Kim’s recent memoir, Girl in a Band, documents her career as an artist and musician, as well as her marriage to bandmate Thurston Moore. It's an international success, inspiring legions of new fans to explore her work.
Much of the book chronicles Kim’s inspirations and recollections on some seminal Sonic Youth tracks recorded during the band’s 30-year career.
For old fans, it’s an opportunity to revisit classic Sonic Youth tracks and learn the stories behind them. For new fans, these songs are a great introduction to a truly influential band.
Check out Rdio’s curated playlist of songs Kim discusses in the book here.
Shaking Hell (Confusion is Sex)
“On a more personal level, ‘Shaking Hell’ mirrors my struggle with my own identity and the anger I felt at who I was.”
Death Valley ‘69 (Bad Moon Rising)
“[I] preferred to sing about the darkness shimmering beneath the shiny quilt of American pop culture.”
Shadow of a Doubt (Evol)
“I was trying to describe the connection you feel when your eyes meet another person’s.”

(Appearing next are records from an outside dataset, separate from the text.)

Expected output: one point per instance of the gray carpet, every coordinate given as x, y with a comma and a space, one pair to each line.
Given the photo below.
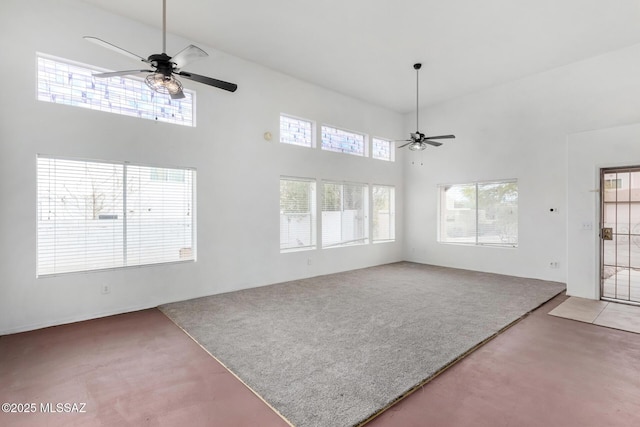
334, 350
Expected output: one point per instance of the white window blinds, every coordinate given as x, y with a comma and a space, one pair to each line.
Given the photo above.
384, 213
483, 213
96, 215
344, 214
297, 214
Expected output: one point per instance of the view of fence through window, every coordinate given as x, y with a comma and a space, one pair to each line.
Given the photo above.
384, 213
96, 215
343, 141
297, 214
65, 82
480, 213
344, 214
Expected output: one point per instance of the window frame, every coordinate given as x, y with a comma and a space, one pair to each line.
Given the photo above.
392, 151
365, 141
443, 215
392, 214
312, 124
190, 255
365, 239
313, 212
160, 106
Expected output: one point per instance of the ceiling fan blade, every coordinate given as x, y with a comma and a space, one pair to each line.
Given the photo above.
120, 73
231, 87
178, 95
188, 54
115, 48
440, 137
434, 143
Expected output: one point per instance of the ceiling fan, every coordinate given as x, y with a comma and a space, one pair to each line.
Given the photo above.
162, 78
418, 139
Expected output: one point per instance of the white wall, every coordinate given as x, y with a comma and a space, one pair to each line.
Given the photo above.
588, 153
518, 130
238, 171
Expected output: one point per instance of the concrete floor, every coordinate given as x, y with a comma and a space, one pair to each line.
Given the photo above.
139, 369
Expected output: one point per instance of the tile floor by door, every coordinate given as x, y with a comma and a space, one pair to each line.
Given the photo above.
610, 314
139, 369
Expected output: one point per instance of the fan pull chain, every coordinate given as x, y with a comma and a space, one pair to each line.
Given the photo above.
164, 26
417, 95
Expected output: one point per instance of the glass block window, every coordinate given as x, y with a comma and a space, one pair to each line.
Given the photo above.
65, 82
296, 131
96, 215
382, 149
343, 141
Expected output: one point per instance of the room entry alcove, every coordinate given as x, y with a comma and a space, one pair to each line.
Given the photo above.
620, 234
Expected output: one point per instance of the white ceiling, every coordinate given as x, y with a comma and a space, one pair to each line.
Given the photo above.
366, 48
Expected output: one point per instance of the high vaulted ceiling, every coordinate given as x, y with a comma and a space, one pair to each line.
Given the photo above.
366, 48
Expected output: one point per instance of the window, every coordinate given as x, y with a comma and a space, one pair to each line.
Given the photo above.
344, 214
296, 131
382, 149
70, 83
384, 213
95, 215
480, 213
297, 214
343, 141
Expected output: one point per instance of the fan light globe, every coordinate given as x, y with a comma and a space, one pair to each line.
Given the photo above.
417, 146
163, 84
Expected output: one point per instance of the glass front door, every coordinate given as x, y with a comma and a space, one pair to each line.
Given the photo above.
620, 235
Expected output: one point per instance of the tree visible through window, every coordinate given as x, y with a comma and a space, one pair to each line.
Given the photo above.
480, 213
384, 213
96, 215
344, 214
297, 214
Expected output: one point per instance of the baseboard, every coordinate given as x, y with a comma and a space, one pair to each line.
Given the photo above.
74, 319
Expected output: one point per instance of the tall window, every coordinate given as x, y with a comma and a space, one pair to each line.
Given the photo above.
65, 82
384, 213
344, 214
382, 149
296, 131
297, 214
96, 215
480, 213
343, 141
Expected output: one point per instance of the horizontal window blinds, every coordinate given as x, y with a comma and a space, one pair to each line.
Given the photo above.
297, 214
96, 215
384, 213
484, 213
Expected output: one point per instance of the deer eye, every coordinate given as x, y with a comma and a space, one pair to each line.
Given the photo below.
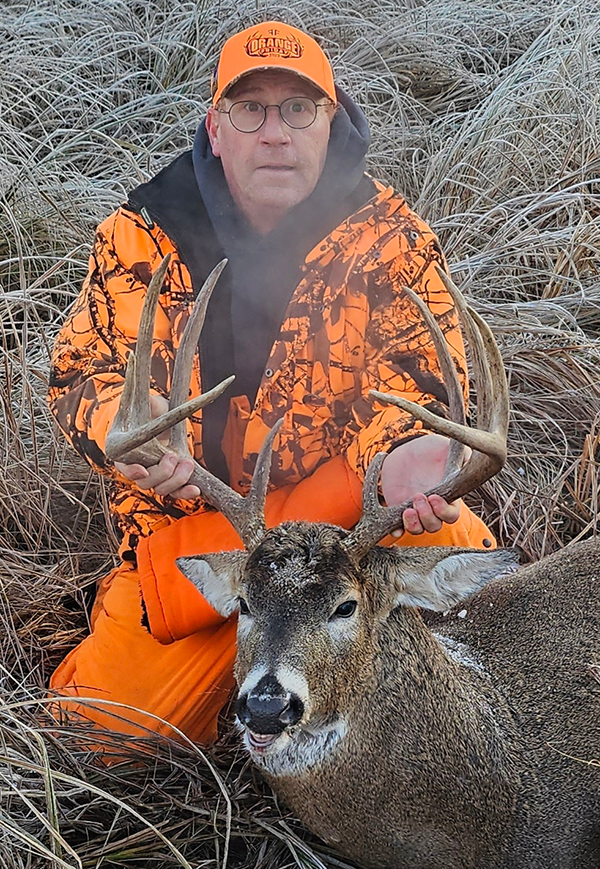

“Oddly enough, [Thurston] was the one who wrote the lyrics to “Schizophrenia,” somehow making the words sound as though they were mine.”
Addicted to Love (Ciccone Youth: The Whitey Album)
“I chose ‘Addicted to Love’ because I liked Robert Palmer’s video, with its background cast of zombie models identically dressed and holding guitars.”
The Sprawl (Daydream Nation)
“The whole time I was writing it, I was thinking back on what it felt like being a teenager in Southern California…”
Tunic (Song for Karen) (Goo)
“Who is Karen Carpenter, really, besides the sad girl with the extraordinarily beautiful, soulful voice?”
Kool Thing (Goo)
“If the song made people uneasy, or if it caused them to question things, well, good, even if they got it wrong.”
Swimsuit Issue (Dirty)
“I found it strange that Geffen, like a lot of companies, had a ‘Secretary’s Day,’ but secretaries never seemed to get promoted to anything above that level. “
Little Trouble Girl (Washing Machine)
“...my ultimate homage to the Shangri-La’s half singing, half speaking style.”
Sympathy for the Strawberry (Murray St.)
“I remember what a challenge it was coming up with vocal ideas of large masses of abstract music.”
Cotton Crown (Sister)
New York City is forever kitty/I’m wasted in time and you’re never ready/Fading fading celebrating/I got your cotton crown.
Girl in a Band is out now, published by Dey Street, $27.99.